Cela permet de contextualiser le niveau annoncé.

3) Les contenus non accessibles

Lorsque le service n’est pas totalement conforme, la déclaration doit lister les principaux points de non-accessibilité, par exemple :

  • Certains composants interactifs

  • Des documents non accessibles

  • Des contenus anciens

  • Des services tiers intégrés

L’objectif est d’informer clairement les utilisateurs des limites existantes.

4) Les dérogations éventuelles

Certains contenus peuvent rester temporairement non accessibles, notamment en cas :

  • De contraintes techniques majeures

  • De dépendance à des solutions externes

  • De charge disproportionnée

Ces situations doivent être expliquées.

5) Le dispositif de contact

La déclaration doit obligatoirement indiquer comment signaler un problème d’accessibilité :

  • Adresse email

  • Formulaire de contact

  • Référent accessibilité

Ce point devient encore plus important avec l’élargissement du périmètre des acteurs concernés.

6) La procédure de recours

La déclaration doit également expliquer la marche à suivre si un utilisateur ne parvient pas à obtenir de réponse ou de solution après un signalement.

Cela garantit un cadre clair de médiation.

Un lien direct avec l’audit d’accessibilité

La déclaration repose généralement sur un audit RGAA, qui permet de :

  • Mesurer le taux de conformité

  • Identifier les non-conformités

  • Structurer un plan d’action

Avec les évolutions réglementaires, cette dimension devient stratégique : la déclaration reflète la maturité réelle de l’organisation en matière d’accessibilité.

Une place centrale dans la gouvernance de l’accessibilité

Depuis 2025, la déclaration n’est plus seulement un document informatif.
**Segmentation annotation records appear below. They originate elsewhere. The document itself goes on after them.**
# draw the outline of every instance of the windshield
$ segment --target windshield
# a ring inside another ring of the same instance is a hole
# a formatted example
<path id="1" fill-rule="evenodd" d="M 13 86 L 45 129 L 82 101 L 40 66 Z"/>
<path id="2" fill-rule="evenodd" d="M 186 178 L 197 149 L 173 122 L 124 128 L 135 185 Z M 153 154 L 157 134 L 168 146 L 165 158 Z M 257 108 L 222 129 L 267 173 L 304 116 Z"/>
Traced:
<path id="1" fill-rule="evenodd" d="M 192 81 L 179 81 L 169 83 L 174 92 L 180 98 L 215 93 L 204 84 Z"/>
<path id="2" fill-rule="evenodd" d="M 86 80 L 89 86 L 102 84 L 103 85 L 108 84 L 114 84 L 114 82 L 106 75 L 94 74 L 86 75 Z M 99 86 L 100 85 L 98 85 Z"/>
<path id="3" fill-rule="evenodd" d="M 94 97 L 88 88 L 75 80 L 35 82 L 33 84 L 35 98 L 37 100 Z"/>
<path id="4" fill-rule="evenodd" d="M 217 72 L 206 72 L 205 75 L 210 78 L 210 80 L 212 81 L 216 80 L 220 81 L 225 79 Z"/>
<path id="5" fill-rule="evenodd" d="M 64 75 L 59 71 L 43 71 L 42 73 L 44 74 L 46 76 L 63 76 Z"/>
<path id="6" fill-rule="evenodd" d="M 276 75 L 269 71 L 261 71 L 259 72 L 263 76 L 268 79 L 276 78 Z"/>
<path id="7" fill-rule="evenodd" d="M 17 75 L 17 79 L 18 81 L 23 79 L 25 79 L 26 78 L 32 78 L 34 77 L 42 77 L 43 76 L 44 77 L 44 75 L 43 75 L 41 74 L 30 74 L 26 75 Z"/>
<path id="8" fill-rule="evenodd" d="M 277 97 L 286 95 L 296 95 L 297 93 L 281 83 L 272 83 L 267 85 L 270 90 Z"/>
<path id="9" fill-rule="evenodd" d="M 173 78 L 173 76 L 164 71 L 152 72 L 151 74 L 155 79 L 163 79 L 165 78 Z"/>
Elle devient un outil structurant pour :

  • Piloter la mise en conformité

  • Suivre les progrès dans le temps

  • Formaliser les engagements

  • Répondre aux obligations légales

Elle s’inscrit dans une démarche globale incluant :

  • Schéma pluriannuel d’accessibilité (pour les acteurs publics)

  • Plans d’action

  • Stratégies d’amélioration continue

Erreurs fréquentes à éviter

Avec l’extension des obligations, certaines faiblesses sont souvent observées :

  • Déclarations génériques ou trop théoriques

  • Absence de mise à jour après une refonte

  • Décalage entre le niveau annoncé et la réalité

  • Difficulté à trouver le document

  • Absence de contact opérationnel

Une déclaration utile doit être précise, sincère et maintenue dans le temps.

Bonnes pratiques renforcées depuis 2025

Dans le nouveau contexte, il est recommandé de :

  • Mettre à jour la déclaration régulièrement

  • L’appuyer sur des évaluations réelles

  • Décrire les actions d’amélioration en cours

  • Intégrer la déclaration dans la stratégie qualité globale

  • Former les équipes à son rôle et à son suivi

La déclaration devient un indicateur de maturité organisationnelle.

Conclusion

La réforme entrée en vigueur le 28 juin 2025 marque une étape importante dans la généralisation de l’accessibilité numérique. La déclaration d’accessibilité s’impose désormais comme un document clé, non seulement pour les acteurs publics, mais aussi pour un nombre croissant de services numériques destinés au grand public.

Elle ne doit plus être perçue comme une formalité administrative, mais comme un outil de transparence, de pilotage et de dialogue avec les utilisateurs. Bien construite et régulièrement actualisée, elle reflète l’engagement réel d’une organisation dans la construction d’un numérique plus inclusif.